Sarah Kliff explains how it works.
What Arkansas is doing is using Medicaid dollars and sending people to the private health insurance exchanges, where they will shop for a plan like millions of other Americans expected to receive subsidies.The drawback for actual health care reform in this is that it's going to be expensive. Medicaid is far more cost-effective than private insurance, generally costing about 20 percent less than covering low-income people through private insurance. The CBO has estimated that coverage for people on the exchanges will cost about 50 percent more than Medicaid, with the difference averaging about $3,000 per individual. Three thousand per individual, covering 233,000 new patients, isn't peanuts. It's $699 million, actually.
The states get authority to do this under part of the Social Security Act (Sec. 1905A, if you want to get really specific) that allows states to use Medicaid dollars to buy private coverage for enrollees. This is known as premium assistance and already happens in a handful of states right now, although usually on a small level. Sometimes, states will do this to help Medicaid eligible residents use federal funds to buy into an employer-sponsored plan.
A GAO report in 2010 found that premium assistance programs had anywhere from five to 30,000 enrollees — a much smaller number than the 233,000 Arkansans expected to gain coverage.

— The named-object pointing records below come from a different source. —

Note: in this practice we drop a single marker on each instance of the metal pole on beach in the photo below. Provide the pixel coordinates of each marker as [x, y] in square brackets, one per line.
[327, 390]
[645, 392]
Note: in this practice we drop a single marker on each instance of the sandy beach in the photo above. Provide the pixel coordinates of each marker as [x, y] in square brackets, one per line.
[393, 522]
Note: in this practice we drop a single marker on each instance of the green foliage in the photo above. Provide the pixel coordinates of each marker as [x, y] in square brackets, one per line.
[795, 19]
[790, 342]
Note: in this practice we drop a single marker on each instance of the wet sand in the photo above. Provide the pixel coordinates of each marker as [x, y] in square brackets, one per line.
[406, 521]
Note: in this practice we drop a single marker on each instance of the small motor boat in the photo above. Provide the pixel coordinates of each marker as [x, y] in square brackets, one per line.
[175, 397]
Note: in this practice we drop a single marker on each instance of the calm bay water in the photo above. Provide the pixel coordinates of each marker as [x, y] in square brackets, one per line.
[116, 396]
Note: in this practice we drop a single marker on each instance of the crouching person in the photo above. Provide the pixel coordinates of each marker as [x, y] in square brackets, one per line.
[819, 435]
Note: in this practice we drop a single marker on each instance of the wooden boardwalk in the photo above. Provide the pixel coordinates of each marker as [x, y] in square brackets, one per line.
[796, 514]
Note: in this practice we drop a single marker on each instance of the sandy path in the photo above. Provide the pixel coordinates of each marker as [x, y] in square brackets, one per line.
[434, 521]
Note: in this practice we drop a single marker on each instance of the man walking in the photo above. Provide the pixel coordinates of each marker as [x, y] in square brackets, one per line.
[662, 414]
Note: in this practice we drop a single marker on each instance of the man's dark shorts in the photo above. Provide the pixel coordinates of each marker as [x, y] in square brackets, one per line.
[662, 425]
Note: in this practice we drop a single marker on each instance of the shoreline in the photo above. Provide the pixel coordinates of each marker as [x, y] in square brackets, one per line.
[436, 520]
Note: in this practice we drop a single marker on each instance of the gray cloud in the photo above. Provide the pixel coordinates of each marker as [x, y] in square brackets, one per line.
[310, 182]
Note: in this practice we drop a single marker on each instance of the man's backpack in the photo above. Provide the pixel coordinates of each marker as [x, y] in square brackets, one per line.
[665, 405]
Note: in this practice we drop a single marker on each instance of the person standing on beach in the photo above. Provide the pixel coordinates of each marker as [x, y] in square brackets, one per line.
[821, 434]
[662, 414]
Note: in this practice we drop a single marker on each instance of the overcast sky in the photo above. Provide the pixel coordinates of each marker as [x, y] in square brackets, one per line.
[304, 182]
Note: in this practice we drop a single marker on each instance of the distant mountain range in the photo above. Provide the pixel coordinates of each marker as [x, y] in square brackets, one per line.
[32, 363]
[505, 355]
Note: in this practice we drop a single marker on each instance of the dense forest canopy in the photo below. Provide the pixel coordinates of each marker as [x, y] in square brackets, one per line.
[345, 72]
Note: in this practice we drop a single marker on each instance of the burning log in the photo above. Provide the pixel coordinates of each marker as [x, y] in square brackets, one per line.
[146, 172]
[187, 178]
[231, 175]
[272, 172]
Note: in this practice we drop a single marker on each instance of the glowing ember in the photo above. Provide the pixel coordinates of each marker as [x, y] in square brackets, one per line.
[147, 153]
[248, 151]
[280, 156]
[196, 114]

But this does achieve extending coverage, and good coverage with better access to providers (many don't take Medicaid patients) which in the short term, at least, is very good new for uninsured Arkansans. In the slightly longer term, particularly when the federal subsidies start being reduced in 2016, it's hard to see how it's going to be sustainable.
It's also hard to see how it's going to help at all in terms of that goal of "bending the health care cost curve." It's more welfare for private insurance companies, at a greater cost.